Ее пальцы, покрытые выпуклостями металла и перламутра, скрюченные, как когти, трогали выпуклый лоб Анжелотто. Это был как бы ястребиный коготь, впившийся в изображение бедного ребенка; посреди жемчуга блистал, подобно глазу, отравленный изумруд, и мне казалось, что под тяжестью этой жестокой руки скорбное лицо медленно содрогается и выражает страдание.
Эталь продолжал извергать свои гнусности. Что говорил он? Не знаю, но мне, погруженному в какую-то галлюцинацию, казалось, что между его властных и лихорадочных пальцев вянут и бледнеют по очереди черты других знакомых лиц: вот тонкий овал и большие васильковые глаза маленькой герцогини, вот де ла Бикоском в своем великолепии розового цветка и, наконец, бледное лицо и экстатические глаза маркизы Эдди. О, рука этого отравителя, сжимавшего все эти скорбные, пораженные насмерть лбы! Казалось, вдоль влажных колец струилась синева, и когда в этой оправе из бледных драгоценностей я, после всех других, увидел смятенное лицо, испуганные глаза самого Томаса, — я вскочил в порыве ужаса, ненависти и ужаса, ужаса и ненависти, и не отдавая себе отчета, толкаемый какой-то посторонней силой, бросился на Эталя. Одной рукой удерживая его запрокинутый лоб и в свою очередь жестоко терзая ему волосы и голову, другой я схватил его ужасную руку с еще более ужасными кольцами и с силой запихал ее в рот, в его преступный рот, еще полный имен Томаса и Эдди. С наслаждением наблюдая теперь, как его маленькие глазки ширились от ужаса, я грубо ударил гнездом его перстня об эмаль зубов и тремя ударами разбил ядоносный изумруд.
Эталь, опираясь на спину, старался приподняться или укусить; но презренный кусал лишь свои пальцы.
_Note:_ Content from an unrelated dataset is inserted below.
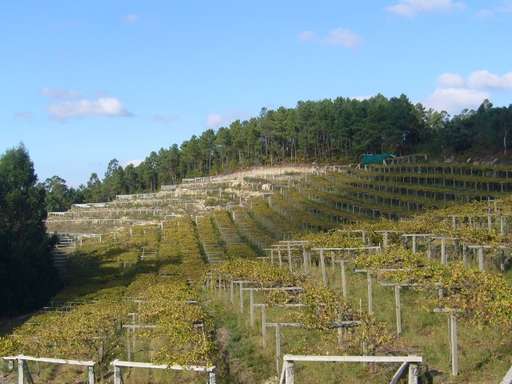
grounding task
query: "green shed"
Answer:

Свободной рукой он схватил меня за шею и пытался удушить, но я продолжал держать ему голову запрокинутой и заставлял его пить; разбитый камень опустел, сжимавшая меня рука ослабела, тяжелый пот выступил каплями на лице, грудь вздымалась и опускалась, как кузнечный мех, два стеклянных глаза, похожих на биллиардные шары, закатились к провалившимся вдруг вискам; потом они исчезли под веками, остались лишь белки, и все скорченное судорогой тело вытянулось. «Свершилось». Вокруг меня белые цветы продолжали свое похоронное бдение.
Голова с ужасным зияющим ртом лежала на плече, покрытая кольцами рука скользнула на грудь. Я положил ее вдоль тела на подушку; герцогиня Сирлей улыбалась из своей рамы, высокомерная де Бикоском изгибалась поверх своих полосатых тканей, взгляд Веллкома следил за мной из глаз маркизы Эдди, взгляд изумленных и сопричастных глаз, — я ни о чем не сожалел.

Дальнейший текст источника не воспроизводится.